My lord, dispatch; read o’er these articles.

King Richard II

Mine eyes are full of tears, I cannot see:
And yet salt water blinds them not so much
But they can see a sort of traitors here.
Nay, if I turn mine eyes upon myself,
I find myself a traitor with the rest;
For I have given here my soul’s consent
To undeck the pompous body of a king;
Made glory base and sovereignty a slave,
Proud majesty a subject, state a peasant.

Northumberland

My lord,—

King Richard II

No lord of thine, thou haught insulting man,
Nor no man’s lord; I have no name, no title,
No, not that name was given me at the font,
But ’tis usurp’d: alack the heavy day,
That I have worn so many winters out,
And know not now what name to call myself!
O that I were a mockery king of snow,
Standing before the sun of Bolingbroke,
To melt myself away in water-drops!
Good king, great king, and yet not greatly good,
An if my word be sterling yet in England,
Let it command a mirror hither straight,
That it may show me what a face I have,
Since it is bankrupt of his majesty.

Henry Bolingbroke

Go some of you and fetch a looking-glass.

Exit an attendant

Northumberland

Read o’er this paper while the glass doth come.

King Richard II

Fiend, thou torment’st me ere I come to hell!

Henry Bolingbroke

Urge it no more, my Lord Northumberland.

Northumberland

The commons will not then be satisfied.

King Richard II

They shall be satisfied: I’ll read enough,
When I do see the very book indeed
Where all my sins are writ, and that’s myself.

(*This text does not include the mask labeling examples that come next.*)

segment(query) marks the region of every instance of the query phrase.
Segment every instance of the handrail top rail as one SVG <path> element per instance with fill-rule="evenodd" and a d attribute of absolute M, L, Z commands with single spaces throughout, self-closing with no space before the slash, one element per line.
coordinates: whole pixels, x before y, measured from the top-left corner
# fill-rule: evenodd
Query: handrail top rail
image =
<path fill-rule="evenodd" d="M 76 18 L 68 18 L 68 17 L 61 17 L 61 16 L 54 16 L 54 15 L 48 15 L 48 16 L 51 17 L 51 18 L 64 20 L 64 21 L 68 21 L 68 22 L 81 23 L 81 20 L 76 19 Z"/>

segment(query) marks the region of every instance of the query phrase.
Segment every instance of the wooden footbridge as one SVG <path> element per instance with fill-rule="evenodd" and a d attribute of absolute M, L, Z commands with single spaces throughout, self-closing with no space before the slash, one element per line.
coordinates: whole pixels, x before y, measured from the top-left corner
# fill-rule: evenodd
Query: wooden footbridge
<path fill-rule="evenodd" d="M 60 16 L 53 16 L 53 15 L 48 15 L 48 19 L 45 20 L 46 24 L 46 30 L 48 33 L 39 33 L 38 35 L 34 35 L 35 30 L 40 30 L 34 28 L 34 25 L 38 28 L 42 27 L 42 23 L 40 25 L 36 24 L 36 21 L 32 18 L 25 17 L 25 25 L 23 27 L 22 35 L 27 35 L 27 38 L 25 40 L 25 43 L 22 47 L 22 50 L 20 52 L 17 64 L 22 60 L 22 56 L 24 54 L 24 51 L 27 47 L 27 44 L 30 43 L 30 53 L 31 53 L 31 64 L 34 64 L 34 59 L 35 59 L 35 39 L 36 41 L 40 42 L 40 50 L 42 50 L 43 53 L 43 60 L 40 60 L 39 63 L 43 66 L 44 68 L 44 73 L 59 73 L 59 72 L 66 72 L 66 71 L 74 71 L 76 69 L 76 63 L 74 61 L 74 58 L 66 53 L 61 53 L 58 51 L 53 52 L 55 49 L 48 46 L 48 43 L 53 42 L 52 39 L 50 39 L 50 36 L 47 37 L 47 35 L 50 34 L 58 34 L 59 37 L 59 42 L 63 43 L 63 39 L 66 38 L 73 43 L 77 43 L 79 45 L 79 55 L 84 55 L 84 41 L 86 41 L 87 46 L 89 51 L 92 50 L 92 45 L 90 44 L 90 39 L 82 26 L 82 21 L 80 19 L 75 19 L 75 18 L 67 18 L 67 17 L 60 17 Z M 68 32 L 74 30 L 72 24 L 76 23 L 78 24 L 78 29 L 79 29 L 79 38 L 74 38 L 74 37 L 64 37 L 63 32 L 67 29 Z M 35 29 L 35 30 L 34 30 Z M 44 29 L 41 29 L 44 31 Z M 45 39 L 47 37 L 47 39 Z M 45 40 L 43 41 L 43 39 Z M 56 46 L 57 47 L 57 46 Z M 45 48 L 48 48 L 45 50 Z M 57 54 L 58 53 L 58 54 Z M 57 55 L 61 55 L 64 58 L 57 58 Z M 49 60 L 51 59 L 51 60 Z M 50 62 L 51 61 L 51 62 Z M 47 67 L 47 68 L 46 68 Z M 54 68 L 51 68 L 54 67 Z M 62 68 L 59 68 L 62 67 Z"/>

Re-enter Attendant, with a glass

Give me the glass, and therein will I read.
No deeper wrinkles yet? hath sorrow struck
So many blows upon this face of mine,
And made no deeper wounds? O flattering glass,
Like to my followers in prosperity,
Thou dost beguile me! Was this face the face
That every day under his household roof
Did keep ten thousand men? was this the face
That, like the sun, did make beholders wink?
Was this the face that faced so many follies,
And was at last out-faced by Bolingbroke?
A brittle glory shineth in this face:
As brittle as the glory is the face;

Dashes the glass against the ground

For there it is, crack’d in a hundred shivers.
Mark, silent king, the moral of this sport,
How soon my sorrow hath destroy’d my face.

Henry Bolingbroke

The shadow of your sorrow hath destroy’d
The shadow or your face.

King Richard II

Say that again.
The shadow of my sorrow! ha! let’s see:
’Tis very true, my grief lies all within;
And these external manners of laments
Are merely shadows to the unseen grief
That swells with silence in the tortured soul;
There lies the substance: and I thank thee, king,
For thy great bounty, that not only givest
Me cause to wail but teachest me the way
How to lament the cause. I’ll beg one boon,
And then be gone and trouble you no more.
Shall I obtain it?

Henry Bolingbroke

 
Name it, fair cousin.

King Richard II

‘Fair cousin’? I am greater than a king:
For when I was a king, my flatterers
Were then but subjects; being now a subject,
I have a king here to my flatterer.
Being so great, I have no need to beg.

Henry Bolingbroke

Yet ask.

King Richard II

And shall I have?

Henry Bolingbroke

You shall.

King Richard II

Then give me leave to go.

Henry Bolingbroke

Whither?

King Richard II

Whither you will, so I were from your sights.

Henry Bolingbroke

Go, some of you convey him to the Tower.

King Richard II

O, good! convey? conveyers are you all,
That rise thus nimbly by a true king’s fall.

Exeunt King Richard II, some Lords, and a Guard

Henry Bolingbroke

On Wednesday next we solemnly set down
Our coronation: lords, prepare yourselves.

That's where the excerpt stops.